“What I have to do,” I said, “is to show her that ... that I had her in my hands and that I co-operated loyally.”
The thing was so simple that I triumphed; triumphed with the full glow of wine, triumphed looking down into that murky court-yard where the lanthorns danced about in the rays of a great arc lamp. The gilt letters scattered all over the windows blazed forth the names of Fox’s innumerable ventures. Well, he ... he had been a power, but I triumphed. I had co-operated loyally with the powers of the future, though I wanted no share in the inheritance of the earth. Only, I was going to push into the future. One of the great carts got into motion amidst a shower of sounds that whirled upward round and round the well. The black hood swayed like the shoulders of an elephant as it passed beneath my feet under the arch. It disappeared—it was co-operating too; in a few hours people at the other end of the country—of the world—would be raising their hands. Oh, yes, it was co-operating loyally.
I closed the window. Soane was holding a champagne bottle in one hand. In the other he had a paper knife of Fox’s—a metal thing, a Japanese dagger or a Deccan knife. He sliced the neck off the bottle.
“Thought you were going to throw yourself out,” he said; “I wouldn’t stop you. I’m sick of it ... sick.”
“Look at this ... to-night ... this infernal trick of Fox’s.... And I helped too.... Why?... I must eat.” He paused “... and drink,” he added. “But there is starvation for no end of fools in this little move. A few will be losing their good names too.... I don’t care, I’m off.... By-the-bye: What is he doing it for? Money? Funk?—You ought to know. You must be in it too. It’s not hunger with you. Wonderful what people will do to keep their pet vice going.... Eh?” He swayed a little. “You don’t drink—what’s your pet vice?”
He looked at me very defiantly, clutching the neck of the empty bottle. His drunken and overbearing glare seemed to force upon me a complicity in his squalid bargain with life, rewarded by a squalid freedom. He was pitiful and odious to my eyes; and somehow in a moment he appeared menacing.
“You can’t frighten me,” I said, in response to the strange fear he had inspired. “No one can frighten me now.” A sense of my inaccessibility was the first taste of an achieved triumph.

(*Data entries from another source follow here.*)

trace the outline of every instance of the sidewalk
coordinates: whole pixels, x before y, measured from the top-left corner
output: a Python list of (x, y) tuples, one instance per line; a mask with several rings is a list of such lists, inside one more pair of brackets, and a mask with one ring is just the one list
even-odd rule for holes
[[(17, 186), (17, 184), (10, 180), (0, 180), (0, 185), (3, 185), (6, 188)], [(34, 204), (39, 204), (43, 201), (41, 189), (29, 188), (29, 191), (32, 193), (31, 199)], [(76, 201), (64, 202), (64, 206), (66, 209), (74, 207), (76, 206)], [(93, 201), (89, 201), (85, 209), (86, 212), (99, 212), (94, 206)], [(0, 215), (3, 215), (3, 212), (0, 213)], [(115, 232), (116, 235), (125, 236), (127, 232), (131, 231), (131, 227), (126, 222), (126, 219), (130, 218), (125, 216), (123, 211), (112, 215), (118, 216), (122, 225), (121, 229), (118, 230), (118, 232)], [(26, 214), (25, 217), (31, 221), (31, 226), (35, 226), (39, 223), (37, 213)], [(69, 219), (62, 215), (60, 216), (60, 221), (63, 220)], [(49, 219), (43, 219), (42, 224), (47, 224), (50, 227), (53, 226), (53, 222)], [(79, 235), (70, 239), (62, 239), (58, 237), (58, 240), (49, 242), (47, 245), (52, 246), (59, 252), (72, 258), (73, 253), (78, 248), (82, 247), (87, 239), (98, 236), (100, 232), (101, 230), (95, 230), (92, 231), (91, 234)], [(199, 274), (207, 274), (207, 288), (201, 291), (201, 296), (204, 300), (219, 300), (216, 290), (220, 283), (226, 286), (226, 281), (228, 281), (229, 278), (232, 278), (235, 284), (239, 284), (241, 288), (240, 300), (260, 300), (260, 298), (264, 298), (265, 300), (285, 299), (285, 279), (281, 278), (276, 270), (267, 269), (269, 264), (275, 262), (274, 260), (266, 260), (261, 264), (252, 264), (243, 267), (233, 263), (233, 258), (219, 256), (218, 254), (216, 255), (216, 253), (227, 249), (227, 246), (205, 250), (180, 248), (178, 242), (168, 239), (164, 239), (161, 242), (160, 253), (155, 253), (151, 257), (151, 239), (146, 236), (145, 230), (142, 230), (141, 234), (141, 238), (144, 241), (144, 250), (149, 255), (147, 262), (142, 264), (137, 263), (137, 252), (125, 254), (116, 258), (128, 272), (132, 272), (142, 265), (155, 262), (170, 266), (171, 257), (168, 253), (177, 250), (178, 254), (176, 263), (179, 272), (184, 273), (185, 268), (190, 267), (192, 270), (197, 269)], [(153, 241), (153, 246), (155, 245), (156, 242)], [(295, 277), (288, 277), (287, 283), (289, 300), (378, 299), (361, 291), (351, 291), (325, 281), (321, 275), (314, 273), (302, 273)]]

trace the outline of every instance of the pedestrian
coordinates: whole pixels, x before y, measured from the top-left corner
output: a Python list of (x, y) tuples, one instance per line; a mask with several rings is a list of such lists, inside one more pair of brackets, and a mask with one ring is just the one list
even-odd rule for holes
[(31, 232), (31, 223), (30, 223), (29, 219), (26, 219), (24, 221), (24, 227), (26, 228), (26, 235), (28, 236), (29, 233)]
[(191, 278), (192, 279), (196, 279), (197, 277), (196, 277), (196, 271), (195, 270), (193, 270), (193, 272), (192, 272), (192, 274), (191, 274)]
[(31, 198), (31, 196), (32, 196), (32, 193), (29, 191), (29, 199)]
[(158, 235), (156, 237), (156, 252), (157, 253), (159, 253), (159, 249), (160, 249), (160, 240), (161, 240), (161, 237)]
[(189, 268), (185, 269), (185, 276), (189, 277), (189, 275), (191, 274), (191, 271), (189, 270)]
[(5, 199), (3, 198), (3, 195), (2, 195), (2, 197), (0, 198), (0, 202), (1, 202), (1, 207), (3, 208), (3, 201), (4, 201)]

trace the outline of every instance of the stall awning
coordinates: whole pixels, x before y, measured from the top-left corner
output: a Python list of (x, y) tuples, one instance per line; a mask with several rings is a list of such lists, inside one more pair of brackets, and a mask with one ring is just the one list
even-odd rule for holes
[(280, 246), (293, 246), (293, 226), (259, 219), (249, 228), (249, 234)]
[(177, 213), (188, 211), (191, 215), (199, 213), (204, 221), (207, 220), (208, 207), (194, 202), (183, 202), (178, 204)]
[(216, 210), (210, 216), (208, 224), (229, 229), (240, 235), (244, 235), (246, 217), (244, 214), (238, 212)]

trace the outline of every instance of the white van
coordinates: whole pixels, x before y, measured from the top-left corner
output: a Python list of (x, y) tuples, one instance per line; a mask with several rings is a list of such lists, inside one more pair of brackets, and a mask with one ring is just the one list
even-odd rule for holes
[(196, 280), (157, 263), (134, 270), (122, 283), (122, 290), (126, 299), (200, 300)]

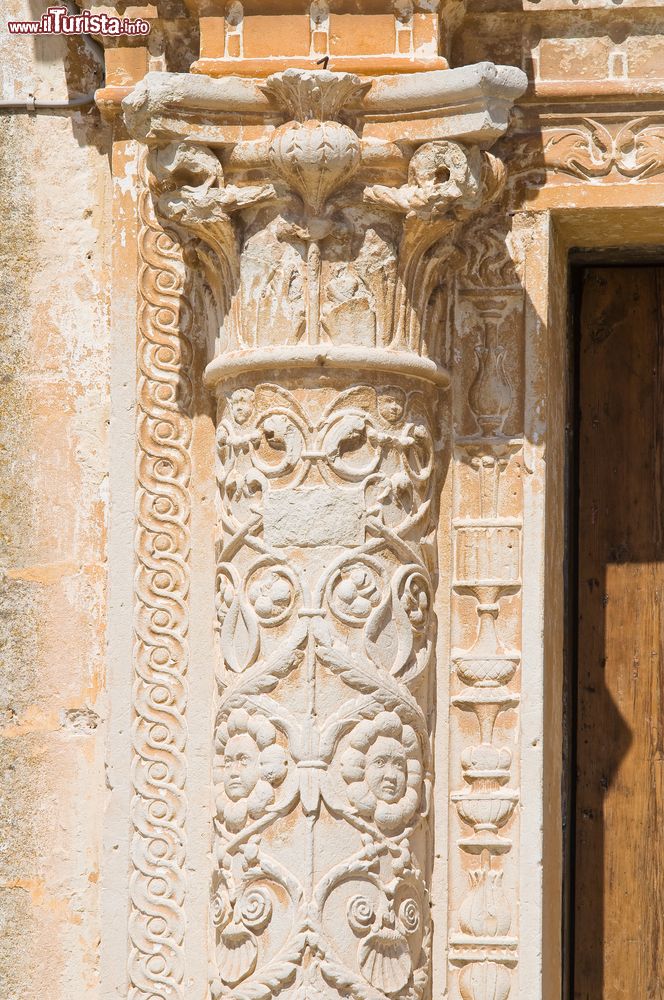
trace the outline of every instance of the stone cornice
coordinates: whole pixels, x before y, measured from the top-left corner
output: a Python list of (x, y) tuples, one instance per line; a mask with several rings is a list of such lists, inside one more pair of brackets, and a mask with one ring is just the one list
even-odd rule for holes
[[(388, 142), (455, 139), (490, 146), (506, 128), (526, 87), (512, 66), (477, 63), (461, 69), (374, 77), (347, 108), (363, 138)], [(270, 138), (286, 120), (258, 80), (148, 73), (122, 102), (130, 134), (148, 143), (188, 139), (206, 146)]]
[(664, 100), (664, 80), (533, 80), (520, 100), (524, 105), (543, 105), (546, 114), (552, 104), (571, 107), (578, 112), (584, 104), (610, 103), (615, 106), (661, 105)]

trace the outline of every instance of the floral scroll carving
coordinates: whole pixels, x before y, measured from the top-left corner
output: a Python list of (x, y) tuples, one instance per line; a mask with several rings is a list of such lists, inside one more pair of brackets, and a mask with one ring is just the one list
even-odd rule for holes
[(657, 116), (616, 122), (587, 118), (545, 135), (545, 164), (572, 177), (617, 173), (645, 180), (664, 172), (664, 121)]
[[(432, 527), (432, 401), (396, 385), (258, 383), (221, 407), (216, 908), (228, 914), (261, 886), (290, 929), (270, 947), (246, 921), (221, 919), (213, 991), (251, 997), (269, 979), (419, 997), (429, 917), (415, 852), (431, 755), (417, 692), (434, 622), (431, 554), (417, 539)], [(315, 526), (284, 528), (293, 506)], [(330, 823), (338, 848), (325, 842)]]
[(629, 111), (597, 111), (595, 115), (551, 113), (537, 137), (526, 118), (524, 131), (511, 140), (514, 179), (527, 184), (648, 182), (664, 172), (664, 118), (651, 111), (634, 117)]

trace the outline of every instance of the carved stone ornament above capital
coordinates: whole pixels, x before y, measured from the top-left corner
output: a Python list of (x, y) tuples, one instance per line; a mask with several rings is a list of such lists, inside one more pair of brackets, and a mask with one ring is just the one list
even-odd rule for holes
[(259, 84), (268, 100), (293, 121), (338, 121), (371, 87), (354, 73), (288, 69)]

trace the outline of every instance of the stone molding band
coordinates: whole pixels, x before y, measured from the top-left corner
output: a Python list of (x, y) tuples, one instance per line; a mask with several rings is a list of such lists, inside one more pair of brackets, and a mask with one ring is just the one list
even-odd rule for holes
[(277, 369), (297, 369), (316, 372), (356, 371), (404, 375), (432, 385), (446, 387), (449, 372), (430, 358), (418, 357), (406, 351), (388, 351), (380, 347), (336, 347), (320, 344), (300, 347), (266, 347), (252, 351), (232, 351), (223, 354), (205, 369), (208, 388), (251, 372), (273, 372)]

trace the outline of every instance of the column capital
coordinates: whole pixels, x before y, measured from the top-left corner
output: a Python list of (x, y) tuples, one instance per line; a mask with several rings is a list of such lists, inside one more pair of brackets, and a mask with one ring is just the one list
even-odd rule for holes
[(523, 74), (165, 76), (145, 78), (125, 120), (151, 148), (158, 212), (195, 237), (215, 292), (208, 383), (327, 367), (446, 384), (430, 299), (459, 225), (502, 189), (485, 147)]

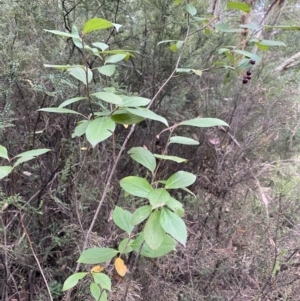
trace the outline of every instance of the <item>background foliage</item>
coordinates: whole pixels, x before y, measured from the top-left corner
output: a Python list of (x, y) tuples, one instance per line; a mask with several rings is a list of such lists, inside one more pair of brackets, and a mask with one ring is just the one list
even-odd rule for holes
[[(170, 49), (175, 42), (159, 42), (184, 40), (186, 4), (173, 0), (2, 1), (1, 145), (10, 157), (35, 148), (52, 151), (1, 180), (1, 300), (48, 300), (32, 248), (53, 299), (66, 300), (63, 282), (74, 272), (116, 152), (128, 133), (118, 126), (113, 143), (107, 140), (92, 149), (85, 139), (71, 139), (77, 117), (37, 111), (57, 107), (84, 92), (84, 86), (66, 72), (44, 68), (44, 64), (78, 64), (83, 60), (81, 49), (71, 39), (43, 29), (70, 32), (74, 24), (81, 28), (93, 17), (122, 24), (118, 33), (95, 32), (91, 40), (101, 40), (111, 49), (133, 50), (134, 57), (121, 62), (110, 80), (95, 76), (93, 92), (109, 84), (120, 92), (151, 99), (173, 72), (180, 53), (174, 46)], [(209, 11), (208, 1), (190, 4), (199, 17), (216, 14)], [(253, 2), (252, 22), (261, 22), (271, 4)], [(222, 2), (216, 16), (236, 28), (241, 12), (226, 10)], [(289, 1), (272, 7), (265, 24), (299, 25), (298, 19), (299, 2)], [(296, 61), (280, 72), (276, 68), (298, 53), (300, 31), (265, 31), (265, 39), (282, 41), (286, 47), (257, 50), (262, 60), (251, 69), (251, 80), (243, 84), (244, 71), (224, 68), (224, 62), (229, 66), (232, 62), (218, 52), (240, 45), (241, 34), (216, 31), (210, 25), (202, 30), (206, 25), (199, 22), (191, 27), (179, 65), (202, 70), (202, 75), (175, 73), (152, 109), (172, 123), (198, 116), (220, 118), (230, 131), (186, 127), (177, 132), (200, 142), (170, 148), (170, 153), (187, 158), (185, 170), (197, 175), (191, 188), (196, 198), (176, 193), (185, 205), (188, 242), (186, 248), (178, 245), (176, 252), (160, 259), (142, 258), (127, 300), (298, 300), (299, 65)], [(245, 50), (255, 51), (252, 45)], [(90, 58), (89, 64), (103, 62)], [(157, 122), (141, 122), (128, 150), (145, 145), (158, 152), (167, 140), (166, 135), (157, 139), (161, 129)], [(161, 177), (179, 168), (175, 163), (165, 165)], [(115, 247), (120, 242), (123, 237), (112, 222), (113, 208), (133, 212), (142, 204), (125, 198), (119, 181), (145, 173), (125, 152), (89, 247)], [(134, 257), (125, 260), (130, 270)], [(84, 284), (72, 292), (74, 300), (88, 300)], [(110, 300), (121, 300), (126, 286), (126, 277), (116, 277)]]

I had done with fear. The poor devil before me appeared infinitely remote. He was lost; but he was only one of the lost; one of those that I could see already overwhelmed by the rush from the flood-gates opened at my touch. He would be destroyed in good company; swept out of my sight together with the past they had known and with the future they had waited for. But he was odious. “I am done with you,” I said.
“Eh; what?... Who wants to frighten?... I wanted to know what’s your pet vice.... Won’t tell? You might safely—I’m off.... No.... Want to tell me mine?... No time.... I’m off.... Ask the policeman ... crossing sweeper will do.... I’m going.”